Hassan Kunbargi started investigating the chemistry of cement at a graduate student in 1984. Edward Rice, owner of CTS Cement Manufacturing, became aware of Kunbargi’s work and sought an adjunct faculty position at UCLA so that he could serve as Kunbargi’s advisor. Rice hired Kunbargi to work at CTS in 1985. After that, both men worked for another company, Fibermesh.

In 1989, after demonstrating the invention disclosed in a patent application to Rice, something in the relationship apparentlyy turned sour and Kunbargi ceased working for Rice. In September 1990 the patent was allowed and Kunbargi received the ’556 patent, entitled “Very Early Setting High Strength Early Cement.”

Fast forward to 2002. Upon the issuance of his third patent, Kunargi sued Rice for, among other things, patent infringement and theft of trade secrets. This case bounced around the courts with motions on both sides being considered at one time or another. [including Kunbargi's motion to disqualify Rice's counsel, who had been listed on a power of attorney as entitled to prosecute a patent application on an invention by Rice and Kunbargi when they had both worked for Fibermesh!].

Among other defenses, Rice turned to the doctrine of laches - that is, the idea that if you fail to act within a reasonable period of time you lose your rights under the law. The concept, like most aspects of patent law, is an attempt to enforce fairness. If you believe someone is infringing your patent, it is considered unfair for you to wait until the other party has invested in the technology and built up a large business before enforcing your patent. The District Court agreed with Rice that 12 years was too long and declared the patent unenforcable against Rice in a summary judgement [viz., without a trial].

According to the court, Kunbargi should have known of his infringement claim because of his history of working on cement mixtures with, and then having a falling out with, Rice, and because of his prior affiliation with CTS. The court found that, because Kunbargi had demonstrated his invention to Rice before the ’556 patent issued, Kunbargi was on “inquiry notice” at the time the patent issued.

The appeals court (the CAFC) disagreed. It said:

CTS does not dispute that [Kunbargi] could not have tested CTS’s product for the presence of soluble anhydrite. Without access to CTS’s internal procedures, Kunbargi could not have investigated CTS’s methods to determine infringement. Even Kunbargi’s hiring of a private investigator led to no conclusive result that CTS’s products infringed the ’556 patent. An infringer does not escape liability merely by infringing in secret. [Kunbargi] could only have asserted infringement of the ’556 patent upon a reasonable belief that CTS infringed all of the limitations of the claims, including the limitation requiring soluble anhydrite.

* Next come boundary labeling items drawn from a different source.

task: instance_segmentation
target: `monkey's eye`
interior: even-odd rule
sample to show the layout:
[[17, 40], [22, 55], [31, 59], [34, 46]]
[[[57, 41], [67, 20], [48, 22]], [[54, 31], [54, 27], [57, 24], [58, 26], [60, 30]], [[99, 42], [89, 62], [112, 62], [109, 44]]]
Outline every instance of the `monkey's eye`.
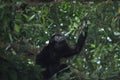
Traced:
[[55, 36], [55, 41], [62, 41], [63, 40], [63, 37], [62, 36]]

The CAFC therefore reversed the summary judgement and sent the question of laches back for trial. The CAFC pointed out that, for laches to apply, the only time that counts is the time after the patent holder should have had a reasonable basis to believe infringement is taking place.

Keeping a low profile while you infringe, even if you are successful for many years, will not get you off the hook for infringement. And knowingly allowing someone to infringe in order to build up your settlement (or get revenge in a relationship gone bad) may leave you holding an empty purse.